Google Chrome’s Reading List feature debuted on the iPhone and eventually came to the desktop. For some reason, it has taken a while to appear on Android. If you like the feature on your handset, it can be enabled right now.
At the time of writing, Chrome’s Reading List feature is only available on Android through a “flag.” Eventually, it will become a standard feature of the browser, but until then, this is the way to enable it.
Warning: Features put behind Chrome flags are there for a reason. They may be unstable, might negatively impact your browser’s performance, and can vanish without notice. Enable flags at your own risk.
How to Enable Chrome’s Reading List on Android
First, open the Google Chrome app on your Android phone or tablet and type
chrome://flags in the address bar.
Next, type “Reading List” in the search box at the top of the page. This will surface a flag with the same name.
Select the drop-down menu for “Reading List” and select “Enabled” from the pop-up menu.
Chrome will ask you to restart the browser to apply the changes. Click the “Relaunch” button and wait for Chrome to open back up.
How to Use Chrome’s Reading List on Android
With the flag enabled, we can now actually use the feature.
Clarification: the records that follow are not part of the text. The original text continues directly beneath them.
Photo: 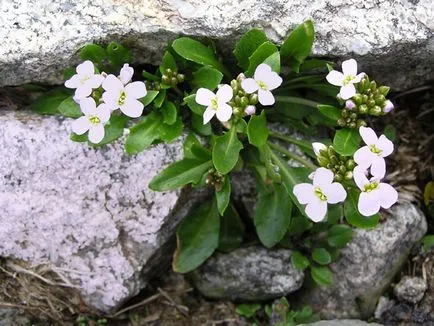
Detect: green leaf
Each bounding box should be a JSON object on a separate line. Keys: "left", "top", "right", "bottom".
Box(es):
{"left": 218, "top": 204, "right": 244, "bottom": 252}
{"left": 172, "top": 37, "right": 229, "bottom": 75}
{"left": 159, "top": 51, "right": 177, "bottom": 75}
{"left": 107, "top": 42, "right": 131, "bottom": 67}
{"left": 422, "top": 235, "right": 434, "bottom": 252}
{"left": 140, "top": 90, "right": 159, "bottom": 107}
{"left": 30, "top": 88, "right": 72, "bottom": 115}
{"left": 142, "top": 70, "right": 160, "bottom": 82}
{"left": 183, "top": 134, "right": 211, "bottom": 160}
{"left": 300, "top": 58, "right": 334, "bottom": 72}
{"left": 191, "top": 66, "right": 223, "bottom": 91}
{"left": 149, "top": 158, "right": 213, "bottom": 191}
{"left": 263, "top": 51, "right": 281, "bottom": 74}
{"left": 191, "top": 113, "right": 212, "bottom": 136}
{"left": 184, "top": 94, "right": 205, "bottom": 115}
{"left": 245, "top": 42, "right": 278, "bottom": 77}
{"left": 247, "top": 110, "right": 268, "bottom": 147}
{"left": 291, "top": 251, "right": 310, "bottom": 270}
{"left": 159, "top": 118, "right": 183, "bottom": 142}
{"left": 280, "top": 20, "right": 315, "bottom": 73}
{"left": 153, "top": 89, "right": 166, "bottom": 108}
{"left": 125, "top": 113, "right": 163, "bottom": 154}
{"left": 70, "top": 132, "right": 87, "bottom": 143}
{"left": 233, "top": 28, "right": 269, "bottom": 70}
{"left": 216, "top": 176, "right": 231, "bottom": 215}
{"left": 312, "top": 248, "right": 332, "bottom": 265}
{"left": 326, "top": 204, "right": 343, "bottom": 224}
{"left": 288, "top": 215, "right": 312, "bottom": 236}
{"left": 212, "top": 127, "right": 244, "bottom": 175}
{"left": 80, "top": 44, "right": 106, "bottom": 63}
{"left": 58, "top": 97, "right": 82, "bottom": 118}
{"left": 344, "top": 189, "right": 380, "bottom": 228}
{"left": 383, "top": 124, "right": 396, "bottom": 142}
{"left": 317, "top": 105, "right": 341, "bottom": 121}
{"left": 161, "top": 101, "right": 178, "bottom": 125}
{"left": 236, "top": 119, "right": 248, "bottom": 134}
{"left": 92, "top": 115, "right": 129, "bottom": 147}
{"left": 254, "top": 183, "right": 292, "bottom": 248}
{"left": 173, "top": 200, "right": 220, "bottom": 273}
{"left": 327, "top": 224, "right": 354, "bottom": 248}
{"left": 333, "top": 128, "right": 361, "bottom": 156}
{"left": 311, "top": 266, "right": 333, "bottom": 286}
{"left": 235, "top": 303, "right": 261, "bottom": 318}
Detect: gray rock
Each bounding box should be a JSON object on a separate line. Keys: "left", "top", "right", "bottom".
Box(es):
{"left": 1, "top": 0, "right": 433, "bottom": 90}
{"left": 394, "top": 276, "right": 427, "bottom": 304}
{"left": 298, "top": 204, "right": 427, "bottom": 319}
{"left": 189, "top": 246, "right": 304, "bottom": 301}
{"left": 0, "top": 109, "right": 207, "bottom": 313}
{"left": 304, "top": 321, "right": 383, "bottom": 326}
{"left": 0, "top": 308, "right": 31, "bottom": 326}
{"left": 374, "top": 296, "right": 395, "bottom": 320}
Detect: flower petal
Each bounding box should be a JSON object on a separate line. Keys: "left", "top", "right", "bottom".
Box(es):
{"left": 72, "top": 116, "right": 90, "bottom": 135}
{"left": 76, "top": 60, "right": 94, "bottom": 76}
{"left": 261, "top": 71, "right": 282, "bottom": 91}
{"left": 203, "top": 106, "right": 215, "bottom": 124}
{"left": 75, "top": 86, "right": 92, "bottom": 100}
{"left": 354, "top": 72, "right": 365, "bottom": 83}
{"left": 88, "top": 125, "right": 105, "bottom": 144}
{"left": 358, "top": 192, "right": 381, "bottom": 216}
{"left": 293, "top": 183, "right": 316, "bottom": 204}
{"left": 359, "top": 126, "right": 378, "bottom": 146}
{"left": 353, "top": 166, "right": 370, "bottom": 191}
{"left": 378, "top": 183, "right": 398, "bottom": 209}
{"left": 354, "top": 146, "right": 376, "bottom": 168}
{"left": 125, "top": 81, "right": 147, "bottom": 99}
{"left": 96, "top": 104, "right": 111, "bottom": 123}
{"left": 102, "top": 74, "right": 123, "bottom": 93}
{"left": 196, "top": 88, "right": 215, "bottom": 106}
{"left": 370, "top": 157, "right": 386, "bottom": 179}
{"left": 312, "top": 142, "right": 327, "bottom": 156}
{"left": 378, "top": 135, "right": 394, "bottom": 157}
{"left": 339, "top": 84, "right": 356, "bottom": 100}
{"left": 216, "top": 84, "right": 233, "bottom": 103}
{"left": 120, "top": 99, "right": 144, "bottom": 118}
{"left": 326, "top": 70, "right": 344, "bottom": 86}
{"left": 241, "top": 78, "right": 259, "bottom": 94}
{"left": 258, "top": 89, "right": 275, "bottom": 106}
{"left": 323, "top": 183, "right": 347, "bottom": 204}
{"left": 254, "top": 63, "right": 272, "bottom": 80}
{"left": 119, "top": 64, "right": 134, "bottom": 85}
{"left": 313, "top": 168, "right": 334, "bottom": 188}
{"left": 102, "top": 90, "right": 120, "bottom": 107}
{"left": 88, "top": 74, "right": 104, "bottom": 88}
{"left": 342, "top": 59, "right": 358, "bottom": 76}
{"left": 305, "top": 200, "right": 328, "bottom": 222}
{"left": 65, "top": 74, "right": 80, "bottom": 89}
{"left": 216, "top": 103, "right": 233, "bottom": 122}
{"left": 80, "top": 97, "right": 97, "bottom": 116}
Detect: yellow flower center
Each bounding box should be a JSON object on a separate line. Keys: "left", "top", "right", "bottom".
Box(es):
{"left": 211, "top": 97, "right": 218, "bottom": 110}
{"left": 369, "top": 144, "right": 382, "bottom": 155}
{"left": 315, "top": 187, "right": 327, "bottom": 201}
{"left": 118, "top": 91, "right": 127, "bottom": 106}
{"left": 363, "top": 181, "right": 379, "bottom": 193}
{"left": 80, "top": 76, "right": 90, "bottom": 85}
{"left": 257, "top": 80, "right": 268, "bottom": 90}
{"left": 88, "top": 115, "right": 100, "bottom": 125}
{"left": 343, "top": 75, "right": 355, "bottom": 86}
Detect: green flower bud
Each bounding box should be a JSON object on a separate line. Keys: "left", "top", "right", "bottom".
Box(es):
{"left": 233, "top": 107, "right": 242, "bottom": 116}
{"left": 356, "top": 119, "right": 367, "bottom": 128}
{"left": 350, "top": 112, "right": 357, "bottom": 119}
{"left": 161, "top": 75, "right": 170, "bottom": 85}
{"left": 348, "top": 122, "right": 357, "bottom": 129}
{"left": 234, "top": 95, "right": 241, "bottom": 105}
{"left": 370, "top": 106, "right": 382, "bottom": 116}
{"left": 337, "top": 118, "right": 346, "bottom": 127}
{"left": 362, "top": 95, "right": 369, "bottom": 103}
{"left": 369, "top": 80, "right": 377, "bottom": 90}
{"left": 378, "top": 86, "right": 390, "bottom": 96}
{"left": 334, "top": 174, "right": 343, "bottom": 182}
{"left": 249, "top": 93, "right": 259, "bottom": 105}
{"left": 177, "top": 74, "right": 185, "bottom": 83}
{"left": 358, "top": 104, "right": 369, "bottom": 114}
{"left": 165, "top": 68, "right": 173, "bottom": 76}
{"left": 353, "top": 94, "right": 363, "bottom": 105}
{"left": 238, "top": 89, "right": 246, "bottom": 96}
{"left": 344, "top": 171, "right": 353, "bottom": 180}
{"left": 327, "top": 147, "right": 336, "bottom": 157}
{"left": 236, "top": 73, "right": 246, "bottom": 82}
{"left": 230, "top": 79, "right": 238, "bottom": 89}
{"left": 330, "top": 155, "right": 339, "bottom": 165}
{"left": 326, "top": 163, "right": 333, "bottom": 170}
{"left": 368, "top": 99, "right": 376, "bottom": 107}
{"left": 318, "top": 157, "right": 329, "bottom": 167}
{"left": 374, "top": 94, "right": 385, "bottom": 103}
{"left": 341, "top": 109, "right": 349, "bottom": 118}
{"left": 171, "top": 77, "right": 178, "bottom": 85}
{"left": 240, "top": 96, "right": 249, "bottom": 107}
{"left": 339, "top": 165, "right": 347, "bottom": 174}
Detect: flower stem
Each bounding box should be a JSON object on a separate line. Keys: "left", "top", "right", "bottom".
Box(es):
{"left": 269, "top": 131, "right": 304, "bottom": 147}
{"left": 172, "top": 86, "right": 184, "bottom": 97}
{"left": 274, "top": 95, "right": 320, "bottom": 109}
{"left": 268, "top": 142, "right": 316, "bottom": 170}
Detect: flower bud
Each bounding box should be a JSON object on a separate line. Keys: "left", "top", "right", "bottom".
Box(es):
{"left": 370, "top": 106, "right": 382, "bottom": 116}
{"left": 327, "top": 147, "right": 336, "bottom": 157}
{"left": 341, "top": 109, "right": 349, "bottom": 118}
{"left": 318, "top": 157, "right": 329, "bottom": 167}
{"left": 358, "top": 104, "right": 368, "bottom": 114}
{"left": 237, "top": 73, "right": 246, "bottom": 82}
{"left": 383, "top": 100, "right": 394, "bottom": 113}
{"left": 230, "top": 79, "right": 238, "bottom": 90}
{"left": 177, "top": 74, "right": 185, "bottom": 83}
{"left": 234, "top": 95, "right": 241, "bottom": 105}
{"left": 249, "top": 93, "right": 259, "bottom": 105}
{"left": 244, "top": 105, "right": 256, "bottom": 116}
{"left": 171, "top": 77, "right": 178, "bottom": 85}
{"left": 369, "top": 80, "right": 377, "bottom": 90}
{"left": 374, "top": 94, "right": 385, "bottom": 103}
{"left": 240, "top": 96, "right": 249, "bottom": 107}
{"left": 356, "top": 119, "right": 367, "bottom": 128}
{"left": 345, "top": 100, "right": 356, "bottom": 110}
{"left": 339, "top": 165, "right": 347, "bottom": 174}
{"left": 378, "top": 86, "right": 390, "bottom": 96}
{"left": 165, "top": 68, "right": 173, "bottom": 76}
{"left": 348, "top": 122, "right": 356, "bottom": 129}
{"left": 312, "top": 142, "right": 327, "bottom": 156}
{"left": 346, "top": 159, "right": 355, "bottom": 170}
{"left": 368, "top": 99, "right": 376, "bottom": 107}
{"left": 362, "top": 95, "right": 369, "bottom": 103}
{"left": 334, "top": 174, "right": 343, "bottom": 182}
{"left": 337, "top": 118, "right": 346, "bottom": 127}
{"left": 353, "top": 94, "right": 363, "bottom": 105}
{"left": 350, "top": 113, "right": 357, "bottom": 119}
{"left": 344, "top": 171, "right": 353, "bottom": 180}
{"left": 161, "top": 75, "right": 170, "bottom": 84}
{"left": 330, "top": 155, "right": 339, "bottom": 165}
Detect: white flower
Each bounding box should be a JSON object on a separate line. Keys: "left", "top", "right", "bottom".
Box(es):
{"left": 72, "top": 98, "right": 111, "bottom": 144}
{"left": 196, "top": 85, "right": 233, "bottom": 124}
{"left": 244, "top": 105, "right": 256, "bottom": 116}
{"left": 326, "top": 59, "right": 365, "bottom": 100}
{"left": 383, "top": 100, "right": 394, "bottom": 113}
{"left": 119, "top": 63, "right": 134, "bottom": 85}
{"left": 353, "top": 166, "right": 398, "bottom": 216}
{"left": 354, "top": 126, "right": 394, "bottom": 177}
{"left": 102, "top": 74, "right": 147, "bottom": 118}
{"left": 65, "top": 61, "right": 104, "bottom": 100}
{"left": 312, "top": 142, "right": 327, "bottom": 156}
{"left": 293, "top": 168, "right": 347, "bottom": 222}
{"left": 241, "top": 63, "right": 282, "bottom": 106}
{"left": 345, "top": 100, "right": 356, "bottom": 110}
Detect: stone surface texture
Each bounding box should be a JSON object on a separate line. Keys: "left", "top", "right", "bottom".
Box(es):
{"left": 305, "top": 321, "right": 383, "bottom": 326}
{"left": 0, "top": 109, "right": 207, "bottom": 313}
{"left": 189, "top": 246, "right": 304, "bottom": 301}
{"left": 0, "top": 308, "right": 31, "bottom": 326}
{"left": 0, "top": 0, "right": 433, "bottom": 90}
{"left": 394, "top": 276, "right": 427, "bottom": 304}
{"left": 298, "top": 204, "right": 427, "bottom": 319}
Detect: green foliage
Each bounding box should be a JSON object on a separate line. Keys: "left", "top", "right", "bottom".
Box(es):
{"left": 344, "top": 189, "right": 380, "bottom": 228}
{"left": 80, "top": 44, "right": 106, "bottom": 63}
{"left": 107, "top": 42, "right": 132, "bottom": 67}
{"left": 422, "top": 235, "right": 434, "bottom": 252}
{"left": 30, "top": 88, "right": 72, "bottom": 115}
{"left": 191, "top": 66, "right": 223, "bottom": 91}
{"left": 291, "top": 251, "right": 310, "bottom": 270}
{"left": 235, "top": 303, "right": 261, "bottom": 318}
{"left": 160, "top": 51, "right": 177, "bottom": 75}
{"left": 125, "top": 113, "right": 163, "bottom": 154}
{"left": 233, "top": 28, "right": 269, "bottom": 70}
{"left": 216, "top": 175, "right": 231, "bottom": 215}
{"left": 333, "top": 128, "right": 361, "bottom": 156}
{"left": 245, "top": 42, "right": 278, "bottom": 76}
{"left": 317, "top": 104, "right": 341, "bottom": 121}
{"left": 311, "top": 266, "right": 333, "bottom": 286}
{"left": 218, "top": 204, "right": 245, "bottom": 252}
{"left": 312, "top": 248, "right": 332, "bottom": 265}
{"left": 173, "top": 200, "right": 220, "bottom": 273}
{"left": 58, "top": 97, "right": 82, "bottom": 118}
{"left": 247, "top": 110, "right": 268, "bottom": 147}
{"left": 327, "top": 224, "right": 354, "bottom": 248}
{"left": 212, "top": 127, "right": 244, "bottom": 175}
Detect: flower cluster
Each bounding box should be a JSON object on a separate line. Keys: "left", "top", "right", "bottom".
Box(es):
{"left": 65, "top": 61, "right": 147, "bottom": 143}
{"left": 195, "top": 63, "right": 282, "bottom": 124}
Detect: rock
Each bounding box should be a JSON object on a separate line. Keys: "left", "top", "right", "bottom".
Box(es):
{"left": 0, "top": 109, "right": 208, "bottom": 313}
{"left": 375, "top": 296, "right": 395, "bottom": 320}
{"left": 189, "top": 246, "right": 304, "bottom": 301}
{"left": 394, "top": 276, "right": 427, "bottom": 304}
{"left": 304, "top": 320, "right": 383, "bottom": 326}
{"left": 0, "top": 308, "right": 31, "bottom": 326}
{"left": 298, "top": 204, "right": 427, "bottom": 319}
{"left": 1, "top": 0, "right": 433, "bottom": 90}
First, we’ll cover adding pages to the Reading List. There are two ways to do this.
One method is to simply long-press any link to bring up the contextual menu. Select “Read Later” from the menu and it will be added.
The second method is for when you’re already on the page you want to add. First, tap the three-dot menu icon in the top-right corner.
Now, select the star icon at the top of the menu.
A new menu will slide up from the bottom of the screen. Select “Reading List” to add the page.
To open the Reading List, tap the three-dot menu icon in the top-right corner again. This time, select “Bookmarks.”
You’ll see “Reading List” at the top of the Bookmarks page, tap it.
The Reading List is organized with unread pages at the top and read pages at the bottom. The unread pages have been downloaded for offline reading.
That’s all there is to it! Again, this is a feature that will eventually be default in the browser, but until then, this is the only way to get it on Android. If you’re already using it elsewhere, it makes sense to skip the wait.